3 Formatting all inputs
Adriano Rutz
2023-08-29
Source:vignettes/III-formatting.Rmd
III-formatting.Rmd
This vignette describes how to format all your files.
Structural annotations of your features
For the moment, we support annotations coming from 4 different annotation tools:
MS1-based
These annotations are of the lowest possible quality. However, they allow to annotate unusual adducts, in-source fragments thanks to different small tricks implemented.
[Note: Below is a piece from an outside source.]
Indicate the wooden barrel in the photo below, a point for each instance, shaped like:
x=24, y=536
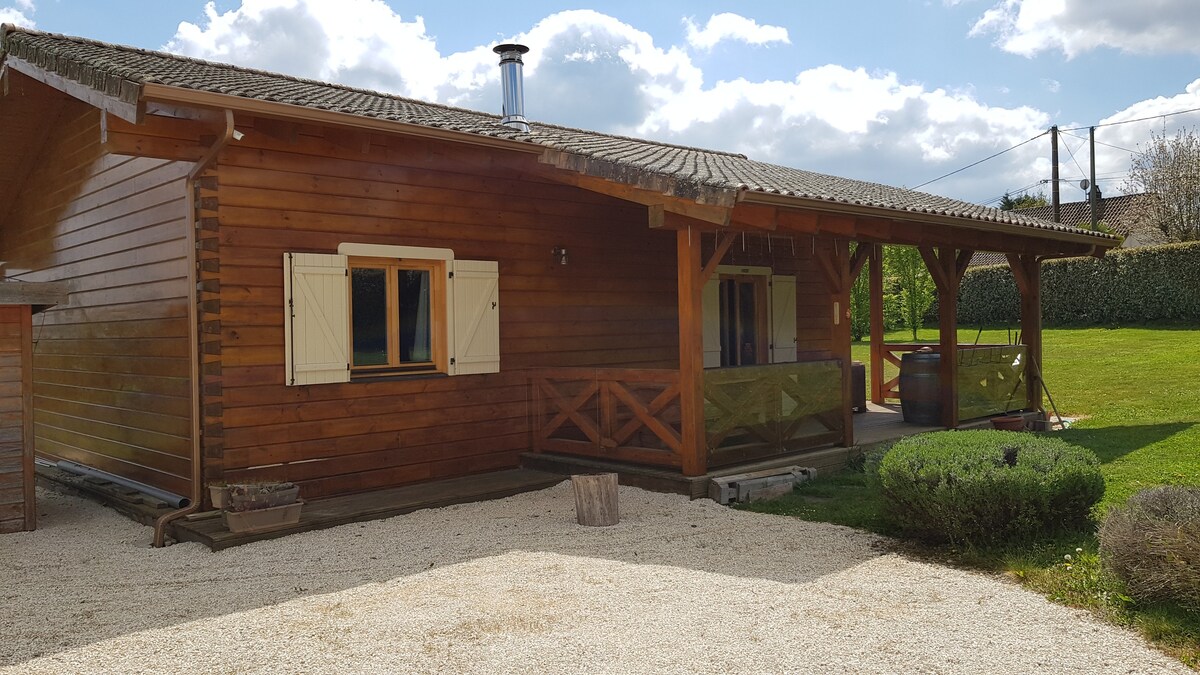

Try to really restrict the adduct list and structure-organism pairs you want to consider as possibilities explode rapidly.
source(file = "inst/scripts/annotate_masses.R")
Spectral
In order to perform MS2 annotation based on an In Silico DataBase, please follow the following steps.
ISDB
source(file = "inst/scripts/annotate_spectra.R")
We use the spectral entropy
from https://doi.org/10.1038/s41592-021-01331-z for
matching.
In case, a python implementation of the spectral matching steps is also available at: https://github.com/mandelbrot-project/spectral_lib_matcher. The python version also includes other similarity measures.
And as before:
source(file = "inst/scripts/prepare_annotations_spectra.R")
GNPS
We also provide an example GNPS job id, which is:
41c6068e905d482db5698ad81d145d7c
Before running the corresponding code, do not forget to modify
inst/params/user/prepare_*yourAnnotationTool*.yaml
.
Depending on the annotation tool you used, you can format its results using:
source(file = "inst/scripts/prepare_annotations_gnps.R")
You now have all your spectral annotations:
Fingerprint-based
Sirius
As SIRIUS jobs are long to perform, we provide an already computed SIRIUS Workspace. It has been generated on the same MGF as the GNPS and ISDB jobs with the following command:
config --IsotopeSettings.filter true --FormulaSearchDB BIO,COCONUT,GNPS,KNAPSACK,UNDP,PLANTCYC --Timeout.secondsPerTree 0 --FormulaSettings.enforced HCNOP --Timeout.secondsPerInstance 0 --AdductSettings.detectable [[M + H3N + H]+, [M - H2O + H]+, [M + K]+, [M - H4O2 + H]+, [M + H]+, [M + Na]+] --UseHeuristic.mzToUseHeuristicOnly 650 --AlgorithmProfile orbitrap --IsotopeMs2Settings IGNORE --MS2MassDeviation.allowedMassDeviation 5.0ppm --NumberOfCandidatesPerIon 1 --UseHeuristic.mzToUseHeuristic 300 --FormulaSettings.detectable B,Cl,Br,Se,S --NumberOfCandidates 10 --ZodiacNumberOfConsideredCandidatesAt300Mz 10 --ZodiacRunInTwoSteps true --ZodiacEdgeFilterThresholds.minLocalConnections 10 --ZodiacEdgeFilterThresholds.thresholdFilter 0.95 --ZodiacEpochs.burnInPeriod 2000 --ZodiacEpochs.numberOfMarkovChains 10 --ZodiacNumberOfConsideredCandidatesAt800Mz 50 --ZodiacEpochs.iterations 20000 --AdductSettings.enforced , --AdductSettings.fallback [[M + K]+, [M + H]+, [M + Na]+] --FormulaResultThreshold true --InjectElGordoCompounds true --StructureSearchDB BIO,COCONUT,GNPS,KNAPSACK,UNDP,PLANTCYC --RecomputeResults false formula zodiac fingerprint structure canopus
These parameters were not optimized and were only used to give an example output.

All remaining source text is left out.